Blame it on the mulberry, birch, and oak trees if you’re in Manhattan, said Guy Robinson, Ph.D., where Fordham University maintains the only official pollen monitoring station in the city. Those three species dominated Robinson’s latest sample slides heading into what’s traditionally the peak pollen weeks of the season—the first two weeks of May.

Robinson maintains and collects pollen samples from the station, located at Fordham’s Lincoln Center campus on 60th Street east of Columbus Avenue, as well as another station at Fordham’s Louis Calder Center in Armonk, New York. Throughout the spring and summer, he feeds the data to the National Allergy Bureau of the American Academy for Allergy, Asthma & Immunology and posts a spreadsheet on @FordhamPollen on X as a public service.

Robinson has been at it for 25 years, while teaching biology and paleoecology in the Department of Natural Sciences, first as a senior lecturer at Fordham College at Lincoln Center, now as a visiting scholar. Once a week, on Tuesdays, he hops up on a wall outside the McMahon residence hall on 60th Street and unwraps a clear inch-wide strip of tape from a cylinder in the Burkard spore trap. The cylinder makes one complete turn in a week. The top of the machine spins like a weather vane, capturing the microscopic particles that cause the seasonal suffering of so many.

Guy Robinson makes slides of pollen particles for every 24 hours.
Guy Robinson makes slides of pollen particles for every 24 hours. Photo by Rafael Villa.

After coiling the tape into a metal canister, he carries it to a biology lab in Lowenstein. There Robinson snips the tape into segments—one for every 24-hour period. Then he begins the tedious process of counting pollen particles. 
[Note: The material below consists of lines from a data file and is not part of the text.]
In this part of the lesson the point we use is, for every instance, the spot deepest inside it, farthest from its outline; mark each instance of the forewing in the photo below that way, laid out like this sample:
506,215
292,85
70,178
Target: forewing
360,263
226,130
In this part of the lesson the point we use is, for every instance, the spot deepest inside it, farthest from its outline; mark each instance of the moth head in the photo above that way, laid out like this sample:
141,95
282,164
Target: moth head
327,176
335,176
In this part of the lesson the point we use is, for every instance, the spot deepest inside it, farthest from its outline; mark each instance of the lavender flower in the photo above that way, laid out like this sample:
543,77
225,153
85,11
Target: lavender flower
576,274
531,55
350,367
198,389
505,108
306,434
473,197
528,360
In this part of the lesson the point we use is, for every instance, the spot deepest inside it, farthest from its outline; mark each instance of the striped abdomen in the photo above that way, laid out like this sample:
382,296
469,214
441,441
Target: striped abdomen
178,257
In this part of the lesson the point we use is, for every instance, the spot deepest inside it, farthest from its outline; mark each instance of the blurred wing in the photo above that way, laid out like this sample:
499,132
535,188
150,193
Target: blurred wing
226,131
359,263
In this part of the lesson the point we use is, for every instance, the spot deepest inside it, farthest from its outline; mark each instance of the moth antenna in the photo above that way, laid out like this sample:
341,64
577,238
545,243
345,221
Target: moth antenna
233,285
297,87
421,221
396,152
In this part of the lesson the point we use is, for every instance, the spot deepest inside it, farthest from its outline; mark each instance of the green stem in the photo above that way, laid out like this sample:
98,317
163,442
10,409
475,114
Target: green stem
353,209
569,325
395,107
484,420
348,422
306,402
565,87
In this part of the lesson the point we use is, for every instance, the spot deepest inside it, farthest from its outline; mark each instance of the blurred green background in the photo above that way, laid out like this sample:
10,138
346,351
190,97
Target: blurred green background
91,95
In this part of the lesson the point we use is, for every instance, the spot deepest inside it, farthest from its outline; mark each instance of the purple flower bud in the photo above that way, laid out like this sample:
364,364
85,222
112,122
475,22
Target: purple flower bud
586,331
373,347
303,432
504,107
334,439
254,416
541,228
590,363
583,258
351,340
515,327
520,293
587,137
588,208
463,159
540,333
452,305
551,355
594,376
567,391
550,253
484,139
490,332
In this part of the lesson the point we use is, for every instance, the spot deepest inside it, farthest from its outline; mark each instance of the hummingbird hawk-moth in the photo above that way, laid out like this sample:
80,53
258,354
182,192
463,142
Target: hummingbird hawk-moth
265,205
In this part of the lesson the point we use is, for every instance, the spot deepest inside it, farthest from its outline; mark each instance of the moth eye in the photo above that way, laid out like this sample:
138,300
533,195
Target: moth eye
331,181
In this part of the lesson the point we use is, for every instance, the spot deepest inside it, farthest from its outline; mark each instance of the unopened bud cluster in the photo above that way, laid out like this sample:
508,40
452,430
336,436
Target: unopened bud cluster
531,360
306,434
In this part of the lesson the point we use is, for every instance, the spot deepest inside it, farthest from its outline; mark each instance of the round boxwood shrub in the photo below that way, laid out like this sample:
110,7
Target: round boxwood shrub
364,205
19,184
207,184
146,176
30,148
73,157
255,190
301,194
On April 30, peering through a microscope while working a rudimentary clicker counter with his left hand and making notes with his right, Robinson said that by now, he recognizes most of the different tree pollens “just at a glance.” That’s how he gets the number we all know as the “pollen count”—the number of pollen particles per cubic meter of air. 

He added, “Humans are still better at counting pollen than any machine.” 

No More Sycamores

Robinson has a paper in review now for the Urban Design and Planning Journal suggesting that municipalities should take into consideration the effects of allergens when creating their tree-planting plans.

“They do not need to be planting sycamores in the city,” he said, noting that the species is highly allergenic. Fortunately, the sycamore pollen numbers are already subsiding for this season.

Trees like cherry, hawthorne, and pear, with noticeable flowers, he said, are not major contributors to allergies because they are insect pollinated (the pollen is not carried by the wind).

Those wreaking the most allergy havoc are oak, birch, alder, walnut, sycamore, and elm. Pine pollen is not a major allergen, although pines produce a lot of pollen, he said.

Every year is slightly different in terms of timing and quantity of pollen, said Robinson. But tree pollen nearly always peaks in the same order each year, with sycamore pollen appearing first. 

So what can you do if you are allergic to pollen?

“What we learned during COVID is that what does seem to have helped is wearing a mask,” Robinson said.  “Even the cheapest ones filter out most of the pollen.”